We had no litters in 2015. That’s an entire year of feeding and housing breeders with nothing to show for it. I’m embarrassed to admit that it took listening to several podcasts about farm management and record keeping before it occurred to me that our meat rabbit operation was maybe not worthwhile.
The reason we wanted to raise meat rabbits in the first place was because they were supposed to cost less to raise than meat chickens. Theoretically, a rabbit takes only 8-10 weeks to grow to eating size and 5 of those weeks are spent nursing; so really, you only pay to feed the growing rabbits for 5 weeks at a maximum. Whereas, chickens grow out for 8-12 weeks (depending on the breed) and you’re stuck feeding them the whole time.
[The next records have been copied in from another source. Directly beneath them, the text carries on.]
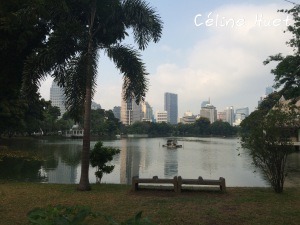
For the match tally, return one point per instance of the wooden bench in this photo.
(201, 181)
(136, 181)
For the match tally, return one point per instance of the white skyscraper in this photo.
(57, 98)
(130, 112)
(209, 112)
(147, 112)
(229, 115)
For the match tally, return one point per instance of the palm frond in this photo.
(127, 60)
(146, 23)
(73, 80)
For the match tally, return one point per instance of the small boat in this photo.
(172, 143)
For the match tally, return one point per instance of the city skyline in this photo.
(221, 60)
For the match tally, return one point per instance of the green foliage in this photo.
(103, 122)
(201, 127)
(267, 137)
(76, 215)
(100, 156)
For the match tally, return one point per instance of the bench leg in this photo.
(179, 184)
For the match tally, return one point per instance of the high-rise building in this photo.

This sounds really great, right? Well, the research we did prior to getting rabbits was all based on feeding commercial rabbit pellets. For us, the whole point of raising our own food (vegetables, eggs, and meat included) is that we would have access to the fresh organic food we want to eat at a cheaper price than the grocery store. So, that means feeding our animals organic food. I don’t have access to organic rabbit feed in my area so I did some research (feedipedia is a cool site) and bought some feed grade organic grains and seeds to feed the rabbits.
The rabbits seemed to do just fine eating their whole grains but the one litter we produced on the farm took 22 weeks to grow out. That’s obviously way longer than we anticipated. After some googling, we found that a grow out period of 5-6 months is not uncommon for rabbits which are not fed pellets. This clearly raises the cost of raising meat rabbits significantly.
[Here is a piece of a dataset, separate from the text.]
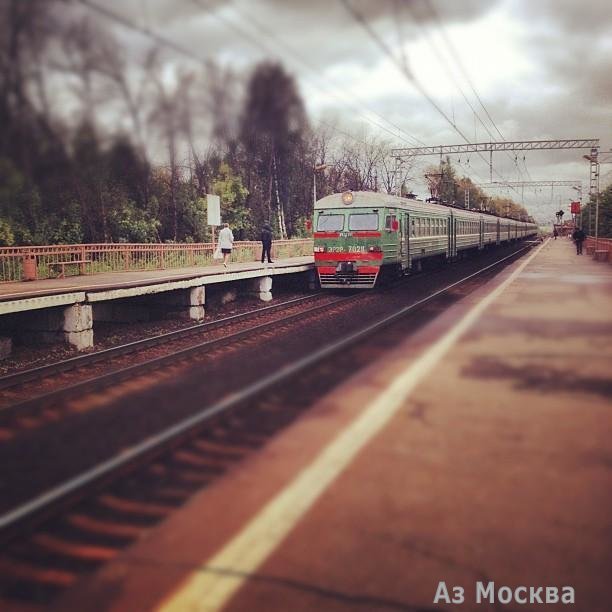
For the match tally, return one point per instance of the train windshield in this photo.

Compared to chickens, rabbits as meat producers do have some really great qualities. They work well if you live in an urban or suburban area – they don’t make noise or take up much room. But, we live in a rural setting on 25 acres so those qualities aren’t a boon to us.
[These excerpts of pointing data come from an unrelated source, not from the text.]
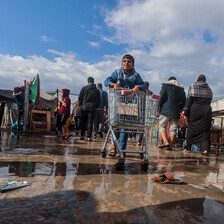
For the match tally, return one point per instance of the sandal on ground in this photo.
(167, 178)
(113, 152)
(164, 146)
(67, 137)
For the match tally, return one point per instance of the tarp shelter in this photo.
(218, 115)
(8, 111)
(9, 115)
(218, 111)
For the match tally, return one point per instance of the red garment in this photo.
(66, 99)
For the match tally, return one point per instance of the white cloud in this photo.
(46, 39)
(62, 72)
(168, 38)
(94, 44)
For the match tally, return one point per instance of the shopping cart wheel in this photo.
(141, 156)
(119, 165)
(103, 154)
(144, 166)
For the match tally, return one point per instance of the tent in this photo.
(8, 107)
(8, 111)
(218, 110)
(47, 102)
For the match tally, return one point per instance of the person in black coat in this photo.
(199, 113)
(89, 99)
(172, 101)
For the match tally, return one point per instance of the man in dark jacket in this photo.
(89, 99)
(172, 101)
(99, 115)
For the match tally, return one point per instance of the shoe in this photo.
(205, 153)
(164, 146)
(68, 136)
(113, 152)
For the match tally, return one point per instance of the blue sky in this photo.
(65, 41)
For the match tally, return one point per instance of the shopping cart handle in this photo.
(126, 92)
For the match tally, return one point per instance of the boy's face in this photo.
(127, 64)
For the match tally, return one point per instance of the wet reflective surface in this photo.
(72, 183)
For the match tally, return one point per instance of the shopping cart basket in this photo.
(130, 112)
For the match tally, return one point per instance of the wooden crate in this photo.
(40, 120)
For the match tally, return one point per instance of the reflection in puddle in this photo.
(71, 176)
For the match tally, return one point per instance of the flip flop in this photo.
(164, 146)
(67, 137)
(113, 152)
(167, 178)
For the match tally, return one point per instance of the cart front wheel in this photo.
(103, 154)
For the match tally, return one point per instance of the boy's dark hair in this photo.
(99, 85)
(172, 78)
(128, 56)
(90, 80)
(146, 84)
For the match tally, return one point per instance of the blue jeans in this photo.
(123, 139)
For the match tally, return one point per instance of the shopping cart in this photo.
(130, 112)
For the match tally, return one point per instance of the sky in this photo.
(66, 41)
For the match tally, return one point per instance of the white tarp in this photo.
(218, 105)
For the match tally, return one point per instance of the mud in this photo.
(72, 183)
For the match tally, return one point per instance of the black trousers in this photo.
(98, 122)
(87, 122)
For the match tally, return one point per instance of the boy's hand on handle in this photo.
(115, 86)
(136, 88)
Rabbits also happen to be a very easy animal to butcher at home. Since moving to the farm, we’ve acquired the facilities and the skill-set to butcher large animals so we don’t necessarily need to raise an easily butchered animal.
Ultimately, we’ve realized that the benefits of raising meat rabbits over meat chickens don’t really apply to us anymore. Since we’ve been unsuccessful over the past year and a half, we’ve decided to move on from meat rabbits. We’ll be selling our bunnies and their cages/tractors and accessories.
On paper, this all makes perfect sense and I am absolutely not about to keep these rabbits as pets; but I’m sad to see our rabbits go along with the cages and tractors we’ve built. I feel like we’ve come along way in our meat rabbit journey and I’m pretty bummed it hasn’t worked out.
As cliche as it sounds, it’s true that until we started producing food, I had no idea the time, effort, and resources that go into each and every item we consume. What I didn’t expect was the spectrum of emotions involved in food production. The hope and optimism felt when a garden is planted. The horrible sadness of losing a laying hen raised from a chick. The helplessness of being at the mercy of the weather. The excitement of new animals coming to live on the farm. The ever-present sense of responsibility for each little life in your care that helps to sustain your life.
I guess it’s all part of the job. Despite all of that emotional baggage, I do love and believe in this farmy way of living. While we’re moving on from our meat rabbit venture, we will be moving toward raising other livestock for meat. I’ll keep you posted with any new developments.